Michael Chance emphasised the importance of observation of behaviour, as unrestrained as possible, as a necessary precursor to any analysis and explanation, but observation from a biological perspective.  Glyn Collis, Ewan Grant and Mary Ainsworth all argued for the necessity of both aspects.  The fact that this discussion was had at all shows how difficult it often is for many people to adopt the biological approach when they have cut their intellectual teeth in the social sciences.

The Newsletter expanded and continued, and in 1995, it developed into the Human Ethology Bulletin.  In 2012, the journal moved to an on-line format publishing peer-reviewed scholarly articles.  It was renamed Human Ethology in 2019 and continues the practice of publishing one volume per calendar year, utilising the flexibility of the on-line format to add articles as they are accepted.

== Awards ==
The society makes several awards

Owen Aldis Awards. These are small research grants to pre-doctoral researchers to encourage work within the ethological paradigm, particularly involving direct observation.

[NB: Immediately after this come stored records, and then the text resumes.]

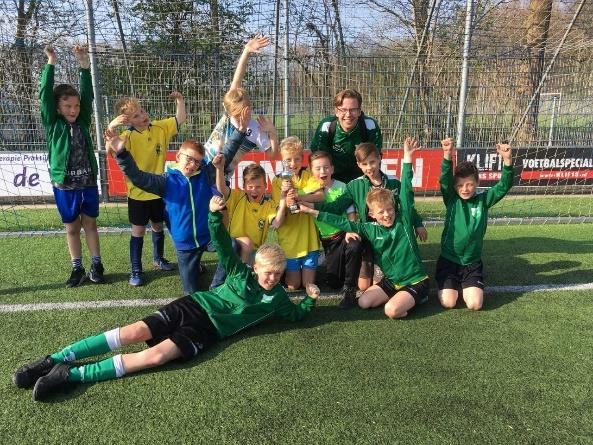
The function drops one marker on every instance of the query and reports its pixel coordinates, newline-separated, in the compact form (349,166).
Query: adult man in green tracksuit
(391,235)
(459,268)
(183,328)
(339,134)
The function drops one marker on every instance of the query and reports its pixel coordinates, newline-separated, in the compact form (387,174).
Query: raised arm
(86,84)
(254,45)
(48,104)
(146,181)
(221,238)
(502,187)
(446,180)
(180,113)
(221,186)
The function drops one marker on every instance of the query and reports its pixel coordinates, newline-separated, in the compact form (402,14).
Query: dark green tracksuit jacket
(395,248)
(356,193)
(466,220)
(57,129)
(240,302)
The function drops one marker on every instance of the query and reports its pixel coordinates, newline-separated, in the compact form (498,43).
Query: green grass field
(517,372)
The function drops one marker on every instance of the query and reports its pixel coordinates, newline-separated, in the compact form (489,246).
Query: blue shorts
(308,261)
(71,203)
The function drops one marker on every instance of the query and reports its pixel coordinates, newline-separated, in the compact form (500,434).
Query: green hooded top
(57,129)
(466,219)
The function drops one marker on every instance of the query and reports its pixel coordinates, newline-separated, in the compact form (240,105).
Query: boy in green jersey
(183,328)
(343,251)
(459,268)
(393,240)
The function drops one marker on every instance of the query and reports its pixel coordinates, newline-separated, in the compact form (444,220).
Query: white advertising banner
(25,174)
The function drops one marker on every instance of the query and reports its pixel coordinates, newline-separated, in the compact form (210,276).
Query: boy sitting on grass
(392,237)
(183,328)
(186,189)
(368,159)
(147,141)
(459,267)
(343,251)
(250,212)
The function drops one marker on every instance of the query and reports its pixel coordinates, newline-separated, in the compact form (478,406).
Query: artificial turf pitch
(519,371)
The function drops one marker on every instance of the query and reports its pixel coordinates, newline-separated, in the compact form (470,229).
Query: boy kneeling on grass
(393,239)
(183,328)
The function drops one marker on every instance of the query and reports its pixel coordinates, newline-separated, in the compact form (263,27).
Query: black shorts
(185,323)
(418,291)
(140,212)
(450,275)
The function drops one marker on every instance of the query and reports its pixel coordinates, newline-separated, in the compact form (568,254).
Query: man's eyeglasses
(348,110)
(189,160)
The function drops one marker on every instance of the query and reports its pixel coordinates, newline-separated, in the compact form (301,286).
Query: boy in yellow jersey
(147,141)
(250,212)
(298,234)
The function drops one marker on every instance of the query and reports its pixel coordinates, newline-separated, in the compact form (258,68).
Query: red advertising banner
(427,169)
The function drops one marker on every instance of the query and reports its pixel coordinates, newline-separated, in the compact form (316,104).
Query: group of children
(370,221)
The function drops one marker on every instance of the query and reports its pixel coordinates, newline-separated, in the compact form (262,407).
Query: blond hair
(291,145)
(380,197)
(365,150)
(235,100)
(271,255)
(127,105)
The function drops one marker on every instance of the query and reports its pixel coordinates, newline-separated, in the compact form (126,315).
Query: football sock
(158,245)
(107,369)
(136,243)
(90,346)
(76,262)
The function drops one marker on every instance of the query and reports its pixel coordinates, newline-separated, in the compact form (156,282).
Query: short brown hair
(271,255)
(127,105)
(63,91)
(291,144)
(235,100)
(190,144)
(465,169)
(380,196)
(347,93)
(253,171)
(364,150)
(320,155)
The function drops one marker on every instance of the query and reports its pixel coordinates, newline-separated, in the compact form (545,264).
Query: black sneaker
(77,277)
(96,273)
(47,384)
(348,298)
(27,375)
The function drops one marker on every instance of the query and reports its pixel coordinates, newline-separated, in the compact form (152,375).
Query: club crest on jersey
(267,298)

Linda Mealy Awards  These are given to junior scientists for new research of high quality in human ethology reported at each biennial Congress.

Poster awards.  The poster is an important medium for scientific communication, allowing detailed, nuanced and extensive discussion between the presenter and the viewer.  Since 2006, ISHE has given awards for the best posters at Congressesferences and Summer Institutes.